Reputation: 1334
I am working in an ETL pipeline with pandas and I am exceding the memory usage of my computer.
I am reading of memory usage in Python and I don´t understand how memory usage works when I create a pandas Dataframe and I assign a name for this Dataframe and I use the same name to do some transformation or adding more columns to it.
For example:
df = pd.DataFrame(
{
'column1': [1,2]
,'column1': ['a','b']})
If now I want to add another column to this Dataframe:
df['column3'] = 1
The memory that is being used for this first df Dataframe is replaced for this new df Dataframe or now python is using memory for both Dataframes?
What happens if then I want to remove one of the columns?:
df = df.drop(columns = {'column1'})
Upvotes: 0
Views: 362
Reputation: 901
Reading the pandas documentation it says:
All pandas data structures are value-mutable (the values they contain can be altered) but not always size-mutable.
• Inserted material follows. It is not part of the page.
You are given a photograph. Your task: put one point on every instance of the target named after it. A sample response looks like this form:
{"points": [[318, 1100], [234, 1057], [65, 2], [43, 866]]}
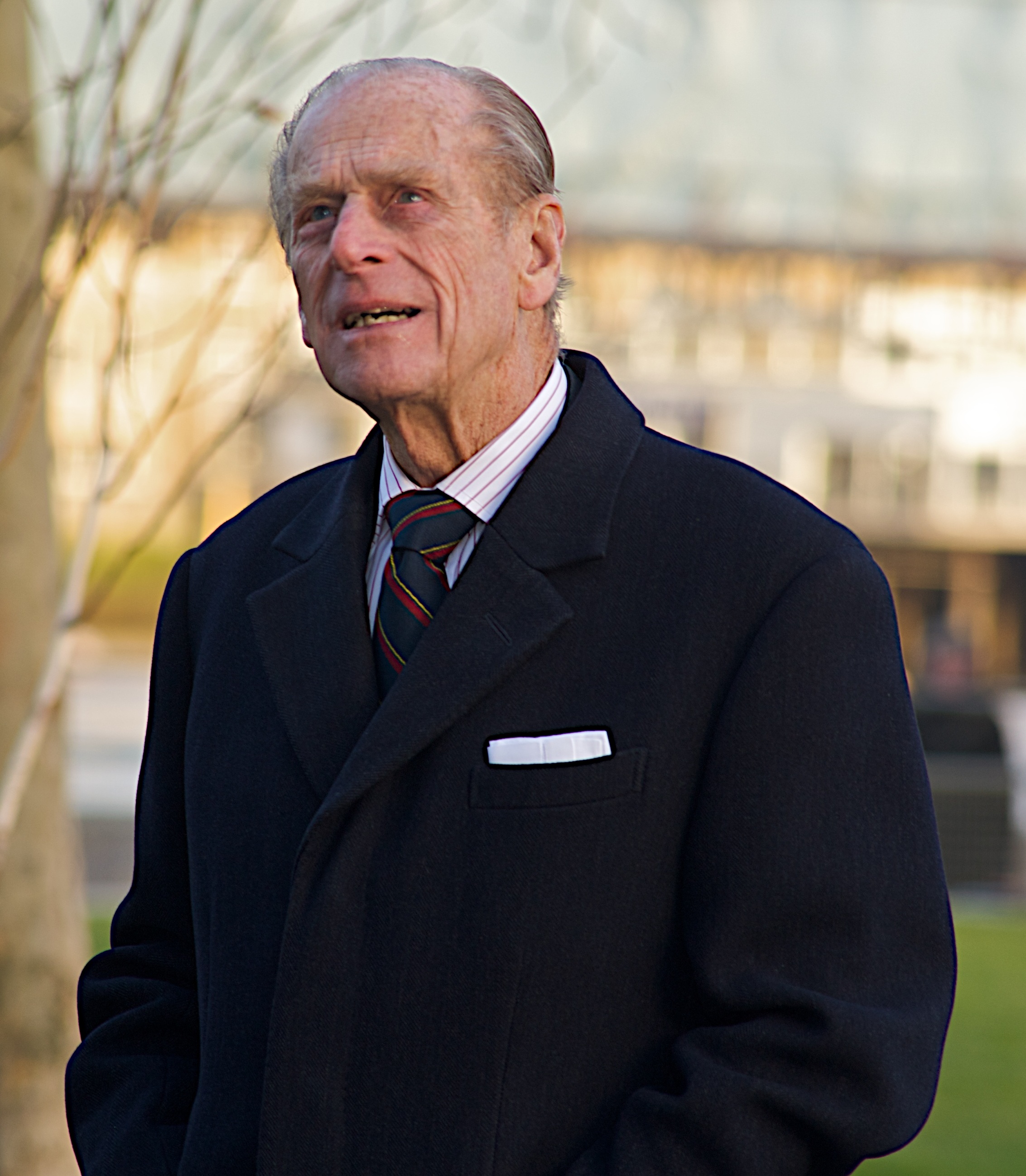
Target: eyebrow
{"points": [[413, 172]]}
The length of a Series cannot be changed, but, for example, columns can be inserted into a DataFrame.
and also:
Size mutability: columns can be inserted and deleted from DataFrame and higher dimensional objects
Also, if you inspect all your in scope variables with the dir()
command you can see that there is only one definition of the DataFrame.
To conclude, it seems to me that Python does not create a copy of your DataFrame and it only saves one copy when you add/remove a column. Furthermore, if you would like to create a copy of a DataFrame that actually copies all the values in another variable you should use the .copy()
function.
Upvotes: 1